The Hanford radioactive waste storage site outside of Richland, Washington has 177 underground waste tanks that store approximately 253 million liters of radioactive waste from 50 years of plutonium production. No online corrosion monitoring systems are in place at Hanford to facilitate the early detection of the onset of localized corrosion should it occur in a waste tank. Because of this, a program was started in 1995 to develop an electrochemical noise (EN) system to improve Hanford?s corrosion monitoring strategy. The design of the latest systems and the results of operation are described herein.
The Hanford Site has 177 underground waste tanks that store approximately 253 million liters of radioactive waste from 50 years of plutonium production. Twenty-eight tanks have a double shell and are constructed of welded ASTM A537-Class 1 (UNS K02400), ASTM A515-Grade 60 (UNS K02401), or ASTM A516-Grade 60 (UNS K02100) material. The inner tanks of the double-shell tanks (DSTs) were stress relieved following fabrication. One hundred and forty-nine tanks have a single shell, also constructed of welded mild steel, but not stress relieved following fabrication. Tank waste is in liquid, solid, and sludge forms. Tanks also contain a vapor space above the solid and liquid waste regions. The composition of the waste varies from tank to tank but generally has a high pH (>12) and contains sodium nitrate, sodium hydroxide, sodium nitrite, and other minor radioactive constituents resulting from plutonium separation processes. Leaks began to appear in the single-shell tanks shortly after the introduction of nitrate-based wastes in the 1950s. Leaks are now confirmed or suspected to be present in a number of single-shell tanks.1 The probable modes of corrosion failures are reported as nitrate stress corrosion cracking (SCC) and pitting.2 No leaks have appeared in the double shell tanks. The effort to condense and transfer all single shell tank waste to DSTs is near completion.

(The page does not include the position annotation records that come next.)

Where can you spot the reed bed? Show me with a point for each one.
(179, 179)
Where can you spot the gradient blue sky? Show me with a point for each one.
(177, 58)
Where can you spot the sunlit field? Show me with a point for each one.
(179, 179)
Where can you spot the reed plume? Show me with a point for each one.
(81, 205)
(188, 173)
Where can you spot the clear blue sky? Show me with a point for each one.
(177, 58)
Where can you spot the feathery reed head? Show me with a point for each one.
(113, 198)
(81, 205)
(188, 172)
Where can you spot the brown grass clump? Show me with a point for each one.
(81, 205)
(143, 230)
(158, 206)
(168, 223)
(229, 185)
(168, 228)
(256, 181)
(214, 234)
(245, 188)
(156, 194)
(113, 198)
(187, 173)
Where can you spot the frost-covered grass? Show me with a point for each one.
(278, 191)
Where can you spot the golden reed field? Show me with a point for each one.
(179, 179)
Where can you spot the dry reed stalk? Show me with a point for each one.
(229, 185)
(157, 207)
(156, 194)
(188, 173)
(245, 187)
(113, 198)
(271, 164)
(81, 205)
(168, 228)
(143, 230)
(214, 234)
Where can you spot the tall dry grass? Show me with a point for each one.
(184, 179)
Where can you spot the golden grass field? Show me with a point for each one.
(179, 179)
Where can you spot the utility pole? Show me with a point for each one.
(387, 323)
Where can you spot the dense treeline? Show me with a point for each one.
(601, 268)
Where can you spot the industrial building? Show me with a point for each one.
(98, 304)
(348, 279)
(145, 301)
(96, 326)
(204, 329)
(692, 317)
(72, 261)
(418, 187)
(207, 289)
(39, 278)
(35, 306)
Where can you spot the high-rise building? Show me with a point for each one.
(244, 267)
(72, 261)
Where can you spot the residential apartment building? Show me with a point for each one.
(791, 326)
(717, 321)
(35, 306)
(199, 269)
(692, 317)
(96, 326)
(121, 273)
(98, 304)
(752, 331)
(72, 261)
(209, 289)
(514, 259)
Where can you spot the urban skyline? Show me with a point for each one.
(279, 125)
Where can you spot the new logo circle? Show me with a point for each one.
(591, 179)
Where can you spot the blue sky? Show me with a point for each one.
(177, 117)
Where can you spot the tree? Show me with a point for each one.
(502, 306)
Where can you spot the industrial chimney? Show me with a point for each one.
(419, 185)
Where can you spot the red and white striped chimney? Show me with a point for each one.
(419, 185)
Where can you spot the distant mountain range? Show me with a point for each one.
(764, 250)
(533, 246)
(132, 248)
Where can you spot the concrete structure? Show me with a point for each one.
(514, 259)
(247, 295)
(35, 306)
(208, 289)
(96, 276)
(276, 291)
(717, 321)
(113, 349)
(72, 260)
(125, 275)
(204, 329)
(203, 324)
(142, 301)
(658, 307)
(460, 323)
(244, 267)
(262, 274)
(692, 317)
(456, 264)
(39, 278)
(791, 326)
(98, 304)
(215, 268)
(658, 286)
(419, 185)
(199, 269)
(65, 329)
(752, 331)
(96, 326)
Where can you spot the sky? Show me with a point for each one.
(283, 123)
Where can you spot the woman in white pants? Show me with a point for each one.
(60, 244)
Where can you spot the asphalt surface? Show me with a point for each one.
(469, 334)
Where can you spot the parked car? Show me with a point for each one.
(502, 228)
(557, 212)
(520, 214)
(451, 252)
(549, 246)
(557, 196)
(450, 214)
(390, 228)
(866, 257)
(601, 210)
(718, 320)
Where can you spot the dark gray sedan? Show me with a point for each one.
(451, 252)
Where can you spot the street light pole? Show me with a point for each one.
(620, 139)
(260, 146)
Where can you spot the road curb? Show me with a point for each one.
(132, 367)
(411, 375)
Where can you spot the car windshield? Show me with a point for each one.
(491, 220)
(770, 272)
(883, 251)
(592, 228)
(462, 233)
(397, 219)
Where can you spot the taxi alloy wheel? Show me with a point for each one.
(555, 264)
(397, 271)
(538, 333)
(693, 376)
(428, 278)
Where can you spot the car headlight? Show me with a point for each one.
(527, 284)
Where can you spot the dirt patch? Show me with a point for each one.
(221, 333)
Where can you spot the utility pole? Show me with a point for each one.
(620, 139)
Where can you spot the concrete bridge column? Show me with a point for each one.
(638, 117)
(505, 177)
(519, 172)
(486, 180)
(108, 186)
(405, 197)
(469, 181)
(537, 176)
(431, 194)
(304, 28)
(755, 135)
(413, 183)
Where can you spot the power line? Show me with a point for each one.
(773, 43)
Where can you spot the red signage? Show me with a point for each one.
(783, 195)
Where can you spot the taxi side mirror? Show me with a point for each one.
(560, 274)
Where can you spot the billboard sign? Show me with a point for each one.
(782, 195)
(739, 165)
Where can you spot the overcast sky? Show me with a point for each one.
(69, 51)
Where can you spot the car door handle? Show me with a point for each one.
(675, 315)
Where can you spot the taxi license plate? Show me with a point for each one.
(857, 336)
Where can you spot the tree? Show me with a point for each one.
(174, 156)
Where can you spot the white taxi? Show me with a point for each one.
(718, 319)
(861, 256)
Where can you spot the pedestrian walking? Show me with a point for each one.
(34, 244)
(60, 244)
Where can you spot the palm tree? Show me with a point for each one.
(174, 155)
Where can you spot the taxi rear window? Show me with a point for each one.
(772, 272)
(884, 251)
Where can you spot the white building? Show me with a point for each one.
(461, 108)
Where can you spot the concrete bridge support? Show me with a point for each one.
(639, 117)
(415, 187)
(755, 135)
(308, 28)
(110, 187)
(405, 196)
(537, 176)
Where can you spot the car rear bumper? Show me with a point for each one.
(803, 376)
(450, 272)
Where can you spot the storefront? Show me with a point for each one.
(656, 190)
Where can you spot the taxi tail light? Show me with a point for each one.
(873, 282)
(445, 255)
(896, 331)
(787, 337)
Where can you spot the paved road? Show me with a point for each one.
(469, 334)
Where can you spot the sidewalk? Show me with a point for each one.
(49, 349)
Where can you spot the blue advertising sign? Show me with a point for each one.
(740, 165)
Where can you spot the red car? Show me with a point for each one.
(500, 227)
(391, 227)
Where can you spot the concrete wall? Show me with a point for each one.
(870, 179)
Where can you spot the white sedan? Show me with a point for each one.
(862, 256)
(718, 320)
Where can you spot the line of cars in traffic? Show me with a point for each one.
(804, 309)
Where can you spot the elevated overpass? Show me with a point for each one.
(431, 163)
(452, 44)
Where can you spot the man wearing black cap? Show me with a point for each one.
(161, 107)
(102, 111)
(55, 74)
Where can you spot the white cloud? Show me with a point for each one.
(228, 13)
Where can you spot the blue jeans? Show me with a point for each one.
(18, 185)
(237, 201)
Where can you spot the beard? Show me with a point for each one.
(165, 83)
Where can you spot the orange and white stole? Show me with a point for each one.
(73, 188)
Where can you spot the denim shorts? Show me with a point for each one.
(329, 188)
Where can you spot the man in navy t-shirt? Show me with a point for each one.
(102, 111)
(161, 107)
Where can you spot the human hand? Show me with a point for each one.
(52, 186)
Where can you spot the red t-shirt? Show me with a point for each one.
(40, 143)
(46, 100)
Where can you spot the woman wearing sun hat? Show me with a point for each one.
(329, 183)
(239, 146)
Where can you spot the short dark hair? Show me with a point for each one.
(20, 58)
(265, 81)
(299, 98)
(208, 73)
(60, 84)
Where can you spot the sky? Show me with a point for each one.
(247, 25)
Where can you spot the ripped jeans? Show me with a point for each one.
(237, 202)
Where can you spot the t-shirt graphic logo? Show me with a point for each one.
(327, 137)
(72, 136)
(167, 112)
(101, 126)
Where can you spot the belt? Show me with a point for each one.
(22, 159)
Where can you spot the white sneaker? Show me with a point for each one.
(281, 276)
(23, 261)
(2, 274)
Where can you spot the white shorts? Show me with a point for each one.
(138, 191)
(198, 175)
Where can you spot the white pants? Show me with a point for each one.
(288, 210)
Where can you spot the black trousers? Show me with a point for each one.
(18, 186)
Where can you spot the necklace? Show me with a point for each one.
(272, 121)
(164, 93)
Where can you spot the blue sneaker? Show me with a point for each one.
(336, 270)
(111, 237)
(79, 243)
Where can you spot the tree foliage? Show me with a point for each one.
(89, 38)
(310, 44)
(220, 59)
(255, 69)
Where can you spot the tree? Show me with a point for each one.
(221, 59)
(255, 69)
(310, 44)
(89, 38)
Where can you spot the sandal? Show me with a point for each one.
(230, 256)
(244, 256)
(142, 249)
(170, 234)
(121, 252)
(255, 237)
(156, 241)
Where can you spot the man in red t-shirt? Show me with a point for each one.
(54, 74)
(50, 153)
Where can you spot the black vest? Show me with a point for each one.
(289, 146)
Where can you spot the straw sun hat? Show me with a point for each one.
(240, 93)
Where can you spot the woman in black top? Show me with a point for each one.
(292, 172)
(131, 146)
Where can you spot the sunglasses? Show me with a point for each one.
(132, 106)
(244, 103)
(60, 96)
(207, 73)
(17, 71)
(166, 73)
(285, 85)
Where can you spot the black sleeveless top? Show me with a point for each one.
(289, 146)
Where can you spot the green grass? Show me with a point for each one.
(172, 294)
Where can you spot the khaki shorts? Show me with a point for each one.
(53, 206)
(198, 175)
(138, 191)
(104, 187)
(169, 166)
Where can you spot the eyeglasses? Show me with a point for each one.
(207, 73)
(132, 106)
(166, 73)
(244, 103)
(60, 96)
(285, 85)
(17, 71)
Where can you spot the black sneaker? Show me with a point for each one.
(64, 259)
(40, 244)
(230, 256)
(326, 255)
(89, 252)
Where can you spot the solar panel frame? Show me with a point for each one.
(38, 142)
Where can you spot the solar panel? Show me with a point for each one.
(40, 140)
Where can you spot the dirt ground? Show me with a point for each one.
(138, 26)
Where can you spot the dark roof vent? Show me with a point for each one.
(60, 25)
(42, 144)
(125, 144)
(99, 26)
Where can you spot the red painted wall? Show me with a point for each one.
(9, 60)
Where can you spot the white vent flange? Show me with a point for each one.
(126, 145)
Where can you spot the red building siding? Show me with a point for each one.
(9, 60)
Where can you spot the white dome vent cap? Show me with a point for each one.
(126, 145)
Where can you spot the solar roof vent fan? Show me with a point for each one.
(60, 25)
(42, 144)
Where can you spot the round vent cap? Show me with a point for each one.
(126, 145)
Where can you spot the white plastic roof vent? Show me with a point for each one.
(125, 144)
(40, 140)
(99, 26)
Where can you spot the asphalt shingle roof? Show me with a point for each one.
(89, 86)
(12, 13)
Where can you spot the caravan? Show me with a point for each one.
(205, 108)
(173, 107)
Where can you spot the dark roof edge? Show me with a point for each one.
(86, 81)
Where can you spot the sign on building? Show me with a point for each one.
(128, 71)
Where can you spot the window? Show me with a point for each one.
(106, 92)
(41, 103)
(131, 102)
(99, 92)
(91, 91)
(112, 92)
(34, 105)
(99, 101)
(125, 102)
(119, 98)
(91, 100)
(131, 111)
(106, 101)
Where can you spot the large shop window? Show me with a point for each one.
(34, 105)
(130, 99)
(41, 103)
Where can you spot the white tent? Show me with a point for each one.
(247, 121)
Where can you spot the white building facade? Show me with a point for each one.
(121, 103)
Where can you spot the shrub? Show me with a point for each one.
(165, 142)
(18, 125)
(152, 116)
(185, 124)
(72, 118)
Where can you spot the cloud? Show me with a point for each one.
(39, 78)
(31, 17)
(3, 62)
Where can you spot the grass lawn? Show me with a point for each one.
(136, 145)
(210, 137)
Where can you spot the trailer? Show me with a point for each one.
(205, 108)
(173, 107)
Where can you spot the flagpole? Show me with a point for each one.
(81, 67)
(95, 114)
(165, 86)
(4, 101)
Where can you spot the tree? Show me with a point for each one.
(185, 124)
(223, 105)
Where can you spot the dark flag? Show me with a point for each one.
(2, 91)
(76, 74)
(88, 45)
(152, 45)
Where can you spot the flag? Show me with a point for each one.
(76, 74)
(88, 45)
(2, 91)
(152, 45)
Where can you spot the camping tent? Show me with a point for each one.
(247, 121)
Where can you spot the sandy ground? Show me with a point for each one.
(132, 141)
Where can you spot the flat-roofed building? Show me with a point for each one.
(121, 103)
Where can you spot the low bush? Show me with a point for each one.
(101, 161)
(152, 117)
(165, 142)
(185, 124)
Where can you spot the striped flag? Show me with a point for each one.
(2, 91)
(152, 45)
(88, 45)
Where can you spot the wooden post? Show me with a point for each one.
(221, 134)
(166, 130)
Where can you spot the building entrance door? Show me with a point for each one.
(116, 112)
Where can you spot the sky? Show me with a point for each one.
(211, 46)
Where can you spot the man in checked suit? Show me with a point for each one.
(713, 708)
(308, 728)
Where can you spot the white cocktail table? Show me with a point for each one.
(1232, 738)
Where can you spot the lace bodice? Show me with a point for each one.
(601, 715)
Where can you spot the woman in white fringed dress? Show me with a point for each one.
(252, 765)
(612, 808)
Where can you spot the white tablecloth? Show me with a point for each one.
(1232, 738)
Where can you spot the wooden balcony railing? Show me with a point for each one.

Corrosion monitoring of DSTs is currently provided at the Hanford Site through a waste chemistry sampling and analysis program.3 In this program, waste tank corrosion is inferred by comparing waste chemistry samples taken periodically from the DSTs with the results from a series of laboratory tests done on tank steels immersed in a wide range of normal and off-normal waste chemistries. This method is expensive, time consuming, and does not yield real-time data. Previous efforts to directly monitor nuclear waste corrosivity at other sites have included linear polarization resistance (LPR) and electrical resistance techniques.4 These techniques are most effective for monitoring uniform corrosion, but are not well suited for detection of localized corrosion (pitting and SCC). Numerous laboratory studies and recent reports on field applications have reported that EN analysis is well suited for monitoring and identifying the onset of localized corrosion, and for measuring uniform corrosion rates.5-11 In late 1995, the Department of Energy Tanks Focus Area helped to launch an effort to develop EN based systems to improve Hanford?s corrosion monitoring strategy. Proof of principle lab testing was conducted at Oak Ridge National Lab and Pacific Northwest National Lab in 1995 and 1996 to provide a technical basis for using EN in Hanford nuclear waste tanks.12 Based on this study, a prototype system was constructed and deployed for a year in August, 1996. Since that time five additional systems have been deployed in the 241-AN tank farm (a DST farm). Each system has improved upon the design of the previous system. The three systems most recently deployed are of the same design and are currently operating at the site.